BLOOMBERG: “Puerto Rico Has Biggest Loss Since 2008 as Pension Changes Loom”
Municipal debt sold in Puerto Rico fell 1.44 percent on March 22, the biggest one-day loss in almost five years as the commonwealth deals with deficits.
A Standard & Poor’s index of debt sold by Puerto Rico and its issuers, widely held because it is tax-exempt in all U.S. states, lost 1.44 percent, the most since Sept. 18, 2008, said J.R. Rieger, vice president of fixed-income indexes at S&P. A measure of the broader $3.7 trillion municipal-bond market, the S&P National AMT-Free Municipal Bond Index, lost 0.07 percent the same day.
“Investors are beginning to get very worried about the actual actions necessary to right the economic ship,” Rieger said in a telephone interview.
Governor Alejandro Garcia Padilla, 41, of the Popular Democratic Party, took office in January and is working to keep Puerto Rico’s investment-grade rating.
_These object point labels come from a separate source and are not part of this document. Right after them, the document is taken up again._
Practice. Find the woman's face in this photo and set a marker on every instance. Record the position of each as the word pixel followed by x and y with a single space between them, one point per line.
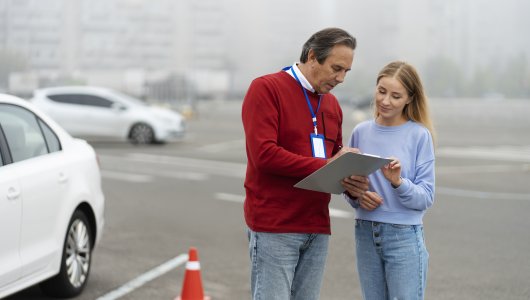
pixel 390 99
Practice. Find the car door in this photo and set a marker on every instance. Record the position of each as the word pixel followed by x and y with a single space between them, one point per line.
pixel 10 216
pixel 43 180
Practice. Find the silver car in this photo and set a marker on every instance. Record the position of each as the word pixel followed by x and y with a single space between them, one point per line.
pixel 88 111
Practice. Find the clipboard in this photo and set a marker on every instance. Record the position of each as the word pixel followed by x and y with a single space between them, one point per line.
pixel 327 179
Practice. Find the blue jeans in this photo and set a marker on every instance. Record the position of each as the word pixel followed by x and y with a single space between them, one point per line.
pixel 287 265
pixel 391 260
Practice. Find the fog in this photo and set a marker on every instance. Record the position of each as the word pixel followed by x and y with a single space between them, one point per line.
pixel 182 50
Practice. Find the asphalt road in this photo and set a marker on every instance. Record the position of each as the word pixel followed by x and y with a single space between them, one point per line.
pixel 162 199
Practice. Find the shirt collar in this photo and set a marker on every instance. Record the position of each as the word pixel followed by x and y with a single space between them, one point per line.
pixel 301 76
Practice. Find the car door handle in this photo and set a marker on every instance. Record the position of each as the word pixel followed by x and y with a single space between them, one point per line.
pixel 12 193
pixel 62 178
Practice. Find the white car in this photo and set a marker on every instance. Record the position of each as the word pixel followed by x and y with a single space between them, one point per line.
pixel 51 203
pixel 100 112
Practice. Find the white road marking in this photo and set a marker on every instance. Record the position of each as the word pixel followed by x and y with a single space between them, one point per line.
pixel 126 176
pixel 482 169
pixel 501 153
pixel 333 212
pixel 224 146
pixel 230 169
pixel 145 277
pixel 480 194
pixel 230 197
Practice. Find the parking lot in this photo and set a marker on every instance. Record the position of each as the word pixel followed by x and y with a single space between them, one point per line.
pixel 162 199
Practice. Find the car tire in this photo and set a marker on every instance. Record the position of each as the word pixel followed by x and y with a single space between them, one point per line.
pixel 75 262
pixel 142 133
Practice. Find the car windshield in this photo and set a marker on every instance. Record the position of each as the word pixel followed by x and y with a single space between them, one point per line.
pixel 129 98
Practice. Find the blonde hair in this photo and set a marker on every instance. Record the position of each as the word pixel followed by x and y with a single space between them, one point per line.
pixel 418 109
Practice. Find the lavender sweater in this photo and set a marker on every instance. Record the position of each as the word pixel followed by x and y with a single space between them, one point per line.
pixel 412 144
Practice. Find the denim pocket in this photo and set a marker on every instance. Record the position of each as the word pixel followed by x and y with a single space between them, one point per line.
pixel 401 226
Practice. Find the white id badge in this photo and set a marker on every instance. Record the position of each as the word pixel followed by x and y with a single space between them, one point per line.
pixel 317 145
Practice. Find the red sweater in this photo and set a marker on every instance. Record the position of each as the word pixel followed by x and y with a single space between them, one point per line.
pixel 277 124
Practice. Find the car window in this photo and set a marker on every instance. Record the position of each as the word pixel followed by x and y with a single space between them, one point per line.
pixel 96 101
pixel 22 132
pixel 66 98
pixel 52 141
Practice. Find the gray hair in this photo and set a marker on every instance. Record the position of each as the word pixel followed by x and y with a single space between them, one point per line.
pixel 323 41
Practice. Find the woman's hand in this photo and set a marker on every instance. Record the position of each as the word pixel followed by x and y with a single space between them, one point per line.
pixel 392 172
pixel 370 200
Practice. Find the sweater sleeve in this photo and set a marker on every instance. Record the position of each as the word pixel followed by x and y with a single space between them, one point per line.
pixel 260 114
pixel 418 192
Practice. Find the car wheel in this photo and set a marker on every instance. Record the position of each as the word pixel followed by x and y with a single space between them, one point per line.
pixel 75 261
pixel 142 133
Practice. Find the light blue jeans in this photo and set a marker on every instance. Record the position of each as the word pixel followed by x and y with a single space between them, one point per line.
pixel 391 260
pixel 287 265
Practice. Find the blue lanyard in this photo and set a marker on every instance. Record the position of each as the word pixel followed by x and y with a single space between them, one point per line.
pixel 308 102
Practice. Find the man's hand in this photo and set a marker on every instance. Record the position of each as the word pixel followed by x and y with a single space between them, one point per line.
pixel 356 186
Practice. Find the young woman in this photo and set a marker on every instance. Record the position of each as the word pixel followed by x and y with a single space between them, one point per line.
pixel 391 254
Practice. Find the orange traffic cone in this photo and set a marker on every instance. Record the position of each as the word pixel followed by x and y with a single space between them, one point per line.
pixel 192 285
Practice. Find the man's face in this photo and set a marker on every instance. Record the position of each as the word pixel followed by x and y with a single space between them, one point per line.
pixel 324 77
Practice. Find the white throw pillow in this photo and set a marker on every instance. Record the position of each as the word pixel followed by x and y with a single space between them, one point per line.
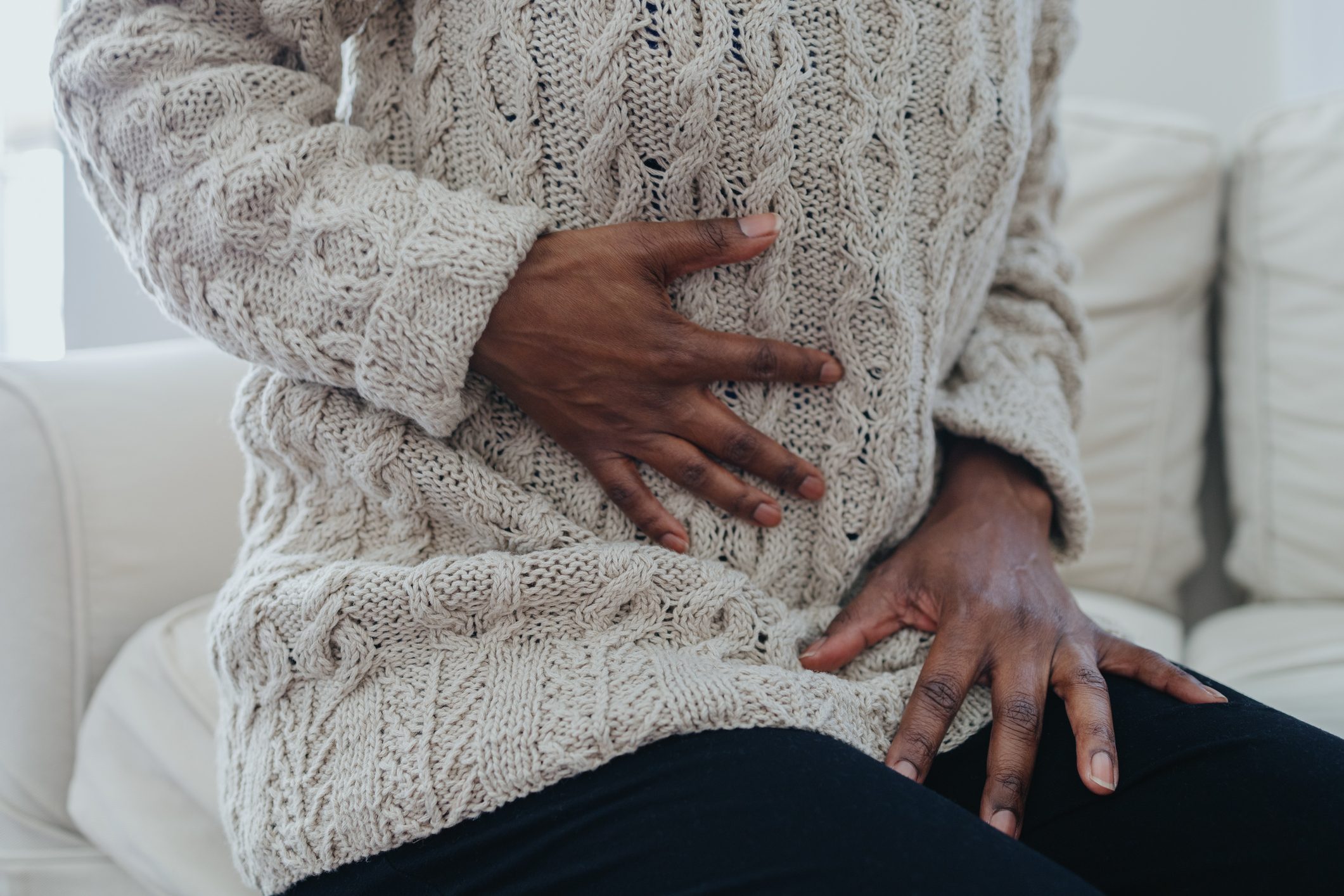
pixel 1141 213
pixel 1284 355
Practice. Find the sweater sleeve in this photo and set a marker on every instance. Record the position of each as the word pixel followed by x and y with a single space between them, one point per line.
pixel 1018 382
pixel 206 135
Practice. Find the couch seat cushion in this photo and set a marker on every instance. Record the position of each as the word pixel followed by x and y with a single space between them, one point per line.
pixel 1290 656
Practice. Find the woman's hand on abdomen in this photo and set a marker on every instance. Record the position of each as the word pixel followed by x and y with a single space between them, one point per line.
pixel 586 343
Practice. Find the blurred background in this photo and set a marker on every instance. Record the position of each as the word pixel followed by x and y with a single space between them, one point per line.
pixel 63 285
All three rating companies grade the commonwealth one step above junk with a negative outlook, meaning it could be downgraded soon. Its projected deficit for the fiscal year ending June 30 has almost doubled to $2.2 billion, according to Moody’s Investors Service.
Garcia Padilla last month announced pension changes to bolster the island’s largest retirement system, which is 6.8 percent funded and will run out of assets in 2014.
A Puerto Rico Aqueduct & Sewer Authority bond due July 2042 traded today as low as 88.14 cents on the dollar, the lowest ever and down from about 93 cents on March 21, data compiled by Bloomberg show.
Even with last week’s losses, debt sold in the commonwealth is earning more this year than the broader muni market. It has gained 0.37 percent in 2013, according to the S&P index, beating the 0.22 percent of the S&P National AMT-Free Municipal index.
Puerto Rico’s debt lost value the day that Treasurer Melba Acosta and Javier Ferrer, president of the Government Development Bank, the island’s fiscal agent, met investors in New York.
The governor and legislative leaders have pledged to pass laws by early April that will boost the retirement age, increase employee contributions, and require the commonwealth to direct as much as $200 million annually to the pension fund, Ferrer said. Otherwise, Puerto Rico would have had to pay about $900 million a year from its general fund to retirees, he said.
“This is not a short-term solution,” Ferrer said in a telephone interview last week. “This is a long-term solution to a very serious problem in Puerto Rico.”